CENTRALE SNAM : UNA GIORNATA STORICA  PER I CITTADINI E PER  LA DEMOCRAZIA. ORA LA SNAM RINUNCI DEFINITIVAMENTE AL SUO DEVASTANTE E PERICOLOSO PROGETTO


Quella del 15 Febbraio 2013 è una giornata storica per il movimento antigasdotto: la Conferenza dei Servizi della Regione Abruzzo sulla centrale di compressione è stata chiusa e la richiesta della Snam è stata rigettata. 
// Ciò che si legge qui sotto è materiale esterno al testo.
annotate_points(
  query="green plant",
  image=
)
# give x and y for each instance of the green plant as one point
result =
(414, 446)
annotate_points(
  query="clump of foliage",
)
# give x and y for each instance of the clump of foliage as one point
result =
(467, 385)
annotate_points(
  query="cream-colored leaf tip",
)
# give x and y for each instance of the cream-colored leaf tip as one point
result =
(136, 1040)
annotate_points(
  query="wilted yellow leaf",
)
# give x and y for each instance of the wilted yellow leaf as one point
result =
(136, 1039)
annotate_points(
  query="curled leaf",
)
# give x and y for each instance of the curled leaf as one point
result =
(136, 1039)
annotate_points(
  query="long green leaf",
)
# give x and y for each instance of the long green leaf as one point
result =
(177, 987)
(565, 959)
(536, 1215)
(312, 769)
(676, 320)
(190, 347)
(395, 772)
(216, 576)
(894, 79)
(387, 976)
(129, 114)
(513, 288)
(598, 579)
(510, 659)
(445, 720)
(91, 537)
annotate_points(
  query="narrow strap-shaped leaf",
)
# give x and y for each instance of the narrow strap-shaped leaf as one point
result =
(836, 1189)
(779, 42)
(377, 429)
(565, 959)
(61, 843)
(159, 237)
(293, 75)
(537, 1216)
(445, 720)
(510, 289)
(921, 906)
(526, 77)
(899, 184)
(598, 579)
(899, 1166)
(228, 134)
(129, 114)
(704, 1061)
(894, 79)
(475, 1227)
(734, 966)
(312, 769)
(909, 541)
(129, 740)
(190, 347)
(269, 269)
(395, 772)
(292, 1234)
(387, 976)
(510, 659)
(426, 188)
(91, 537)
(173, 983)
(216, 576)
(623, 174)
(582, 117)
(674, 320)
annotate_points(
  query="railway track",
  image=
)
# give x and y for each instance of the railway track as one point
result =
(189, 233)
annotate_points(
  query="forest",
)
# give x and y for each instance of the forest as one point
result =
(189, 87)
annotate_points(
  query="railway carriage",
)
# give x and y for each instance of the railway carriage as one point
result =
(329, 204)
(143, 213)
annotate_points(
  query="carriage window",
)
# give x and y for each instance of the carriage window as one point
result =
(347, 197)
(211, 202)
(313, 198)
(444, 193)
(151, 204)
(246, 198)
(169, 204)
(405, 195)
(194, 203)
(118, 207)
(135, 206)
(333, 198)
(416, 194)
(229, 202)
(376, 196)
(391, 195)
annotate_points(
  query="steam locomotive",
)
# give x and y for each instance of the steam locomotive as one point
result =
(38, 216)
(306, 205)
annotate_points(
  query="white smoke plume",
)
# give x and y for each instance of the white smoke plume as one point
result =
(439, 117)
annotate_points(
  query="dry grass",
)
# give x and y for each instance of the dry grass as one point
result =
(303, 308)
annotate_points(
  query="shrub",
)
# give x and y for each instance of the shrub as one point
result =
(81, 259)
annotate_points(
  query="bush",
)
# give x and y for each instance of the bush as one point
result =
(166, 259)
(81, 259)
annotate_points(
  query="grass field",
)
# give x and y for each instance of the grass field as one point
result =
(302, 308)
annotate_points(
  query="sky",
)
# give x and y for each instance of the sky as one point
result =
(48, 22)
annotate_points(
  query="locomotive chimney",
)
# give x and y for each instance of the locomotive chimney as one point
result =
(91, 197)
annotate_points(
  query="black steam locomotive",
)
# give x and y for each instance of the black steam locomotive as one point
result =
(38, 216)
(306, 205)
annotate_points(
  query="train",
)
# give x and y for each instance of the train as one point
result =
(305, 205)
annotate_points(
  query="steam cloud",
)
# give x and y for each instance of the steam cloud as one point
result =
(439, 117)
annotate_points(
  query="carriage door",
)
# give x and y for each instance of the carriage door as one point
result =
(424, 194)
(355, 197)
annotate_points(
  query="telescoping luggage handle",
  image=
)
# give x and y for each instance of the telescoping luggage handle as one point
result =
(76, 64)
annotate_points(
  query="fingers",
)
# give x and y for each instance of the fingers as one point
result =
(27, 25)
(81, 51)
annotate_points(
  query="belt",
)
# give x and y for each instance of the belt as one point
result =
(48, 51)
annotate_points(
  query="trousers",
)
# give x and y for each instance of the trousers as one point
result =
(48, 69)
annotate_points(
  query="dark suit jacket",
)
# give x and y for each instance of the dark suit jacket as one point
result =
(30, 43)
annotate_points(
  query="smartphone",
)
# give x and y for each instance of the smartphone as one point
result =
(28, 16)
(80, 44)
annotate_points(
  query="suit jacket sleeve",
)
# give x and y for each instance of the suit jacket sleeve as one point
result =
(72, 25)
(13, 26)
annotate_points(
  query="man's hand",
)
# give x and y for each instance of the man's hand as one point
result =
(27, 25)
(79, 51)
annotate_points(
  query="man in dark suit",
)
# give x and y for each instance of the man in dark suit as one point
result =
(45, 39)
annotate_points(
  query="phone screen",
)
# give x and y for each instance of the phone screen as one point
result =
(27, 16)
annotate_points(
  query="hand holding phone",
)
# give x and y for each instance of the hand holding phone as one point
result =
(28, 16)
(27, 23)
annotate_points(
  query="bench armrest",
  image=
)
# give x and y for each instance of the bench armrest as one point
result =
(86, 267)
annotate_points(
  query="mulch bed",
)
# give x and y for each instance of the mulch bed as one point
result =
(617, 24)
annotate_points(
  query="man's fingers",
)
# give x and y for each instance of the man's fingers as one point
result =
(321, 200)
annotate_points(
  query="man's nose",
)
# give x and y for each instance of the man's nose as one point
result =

E' una vittoria esemplare dei cittadini che da oltre 5 anni si stanno battendo con determinazione per impedire che il nostro territorio venga asservito agli interessi della multinazionale del gas. Ma è anche una vittoria delle istituzioni democratiche che, recependo la volontà popolare, hanno espresso la loro contrarietà all'opera attraverso numerosi atti. Durante la  mattina del 15 Febbraio, a partire dalle ore 9 e per tutta la durata della Conferenza dei Servizi, una folta delegazione di cittadini di Sulmona e del comprensorio ha dato vita ad una civile manifestazione sotto la sede del Servizio Energia della Regione, a Pescara.
Nutrita anche la presenza istituzionale a fianco dei comitati: consiglieri regionali,  presidente della Comunità Montana Peligna, consiglieri comunali ed alcuni candidati alle prossime elezioni politiche.
Prima dei lavori ufficiali della Conferenza, sono stati ascoltati i rappresentanti dei comitati e di altre associazioni : WWF, Lipu, Orsa Pro Natura Peligna, ISDE Medici per l'Ambiente e Cittadinanza attiva.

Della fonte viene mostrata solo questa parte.